The West Nile Virus dataset collected in the US by the CDC is summarized in the table below. Does more Neuroinvasive cases or Non-neuroinvasive cases lead to death?

library(stringr)
urlfile<-"https://raw.githubusercontent.com/catcho1632/607-project-2/main/West_Nile_Virus.csv"
virus<-read_csv(url(urlfile))

## New names:
## * `` -> ...4
## * `` -> ...5
## * `` -> ...6
## * `` -> ...7

## Rows: 24 Columns: 7

## ── Column specification ────────────────────────────────────────────────────────
## Delimiter: ","
## chr (7): Neuroinvasive disease, Non-neuroinvasive disease, Total, ...4, ...5...

## 
## ℹ Use `spec()` to retrieve the full column specification for this data.
## ℹ Specify the column types or set `show_col_types = FALSE` to quiet this message.

virus<-virus[3:23,1:5]
colnames(virus)<-c("year","Neuroinvasive_cases","Neuroinvasive_deaths","Non-Neuroinvasive_cases","Non-Neuroinvasive_deaths")

#String extract using regex for Neuroinvasive cases
virus$Neuroinvasive_cases<-str_replace_all(virus$Neuroinvasive_cases,",","")
virus$Neuroinvasive_cases<-as.numeric(str_extract_all(virus$Neuroinvasive_cases,"\\d+",simplify=TRUE))

#String extract using regex for Neuroinvasive deaths
virus$Neuroinvasive_deaths<-str_replace_all(virus$Neuroinvasive_deaths,"\\((\\d\\d|\\d)\\)","")
virus$Neuroinvasive_deaths<-str_extract_all(virus$Neuroinvasive_deaths,"\\d+|\\d",simplify=TRUE)
virus$Neuroinvasive_deaths<-as.numeric(unlist(str_extract(virus$Neuroinvasive_deaths, "\\d+|\\d")))

#String extract using regex for Non-Neuroinvasive cases
virus$`Non-Neuroinvasive_cases`<-str_replace_all(virus$`Non-Neuroinvasive_cases`,",","")
virus$`Non-Neuroinvasive_cases`<-as.numeric(str_extract_all(virus$`Non-Neuroinvasive_cases`,"\\d+|\\d",simplify = TRUE))

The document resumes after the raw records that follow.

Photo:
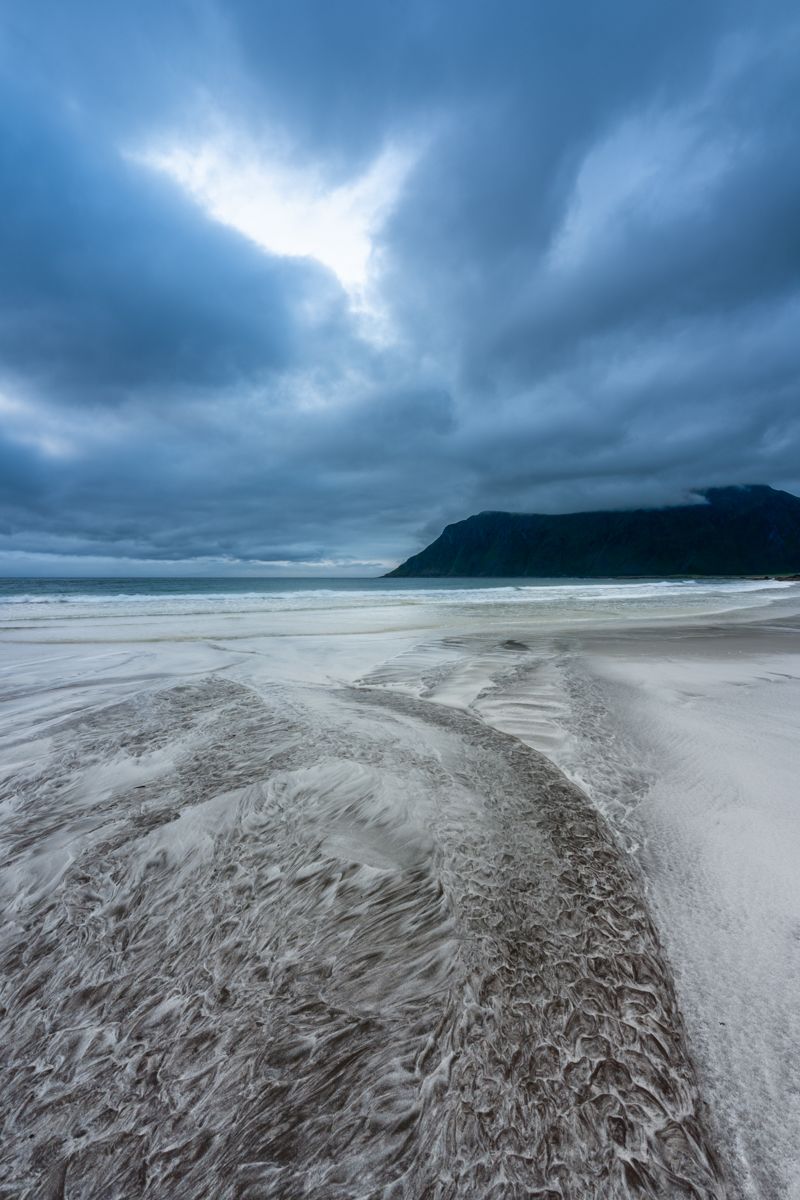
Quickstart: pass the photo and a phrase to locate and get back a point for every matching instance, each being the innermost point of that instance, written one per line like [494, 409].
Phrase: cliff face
[738, 531]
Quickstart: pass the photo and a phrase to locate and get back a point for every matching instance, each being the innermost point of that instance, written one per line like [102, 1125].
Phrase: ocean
[400, 888]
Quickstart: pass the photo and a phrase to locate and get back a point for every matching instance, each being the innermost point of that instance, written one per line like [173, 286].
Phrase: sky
[286, 286]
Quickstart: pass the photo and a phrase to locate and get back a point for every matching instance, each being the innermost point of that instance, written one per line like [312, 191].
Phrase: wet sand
[298, 916]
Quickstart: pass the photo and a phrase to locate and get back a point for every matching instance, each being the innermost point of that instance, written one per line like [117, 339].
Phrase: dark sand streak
[347, 945]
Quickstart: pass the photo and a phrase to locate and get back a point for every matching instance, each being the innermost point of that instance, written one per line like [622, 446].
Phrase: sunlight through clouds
[283, 209]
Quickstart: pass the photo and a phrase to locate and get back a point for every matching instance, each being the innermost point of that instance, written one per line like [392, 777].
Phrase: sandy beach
[402, 892]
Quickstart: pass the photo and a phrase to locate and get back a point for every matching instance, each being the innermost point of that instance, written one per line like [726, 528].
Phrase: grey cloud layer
[591, 274]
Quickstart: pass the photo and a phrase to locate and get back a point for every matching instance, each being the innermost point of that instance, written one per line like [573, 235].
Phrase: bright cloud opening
[283, 209]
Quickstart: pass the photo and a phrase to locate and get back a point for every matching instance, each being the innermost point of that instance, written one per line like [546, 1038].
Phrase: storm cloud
[288, 286]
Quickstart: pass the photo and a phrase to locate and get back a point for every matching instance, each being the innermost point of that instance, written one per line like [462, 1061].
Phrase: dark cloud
[589, 283]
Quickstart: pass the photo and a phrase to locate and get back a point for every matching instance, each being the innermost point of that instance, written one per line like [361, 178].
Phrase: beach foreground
[402, 892]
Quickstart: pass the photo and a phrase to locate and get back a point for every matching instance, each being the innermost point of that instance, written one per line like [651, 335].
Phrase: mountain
[751, 529]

#String extract using regex for Non-Neuroinvasive deaths
virus$`Non-Neuroinvasive_deaths`<-str_replace_all(virus$`Non-Neuroinvasive_deaths`,"\\((\\d\\d|\\d)\\)","")
virus$`Non-Neuroinvasive_deaths`<-str_replace_all(virus$`Non-Neuroinvasive_deaths`,"\\(\\<\\d\\)","")
virus$`Non-Neuroinvasive_deaths`<-str_extract_all(virus$`Non-Neuroinvasive_deaths`,"\\d+|\\d",simplify=TRUE)
virus$`Non-Neuroinvasive_deaths`<-as.numeric(unlist(str_extract(virus$`Non-Neuroinvasive_deaths`, "\\d+|\\d")))

#converting deaths to proportions of cases that lead to death
virus$Neuroinvasive_deaths<-virus$Neuroinvasive_deaths/virus$Neuroinvasive_cases
virus$`Non-Neuroinvasive_deaths`<-virus$`Non-Neuroinvasive_deaths`/virus$`Non-Neuroinvasive_cases`

#The proportions are weighted per cases in a year
virus$Neuro_x_weight<-virus$Neuroinvasive_deaths*virus$Neuroinvasive_cases
virus$Non_Neuro_x_weight<-virus$`Non-Neuroinvasive_deaths`*virus$`Non-Neuroinvasive_cases`
Neuro_weighted_avg<-round(sum(virus$Neuro_x_weight)/sum(virus$Neuroinvasive_cases)*100)
Non_Neuro_weighted_avg<-round(sum(virus$Non_Neuro_x_weight)/sum(virus$`Non-Neuroinvasive_cases`)*100)
Neuro_weighted_avg

## [1] 9

Non_Neuro_weighted_avg

## [1] 0

#It is apparent that more neuroinvasive cases lead to death than non-neuroinvasive cases. It appears that neuroinvasive cases recover 90% of the time and 99.5% of the time non-neuroinvasive cases.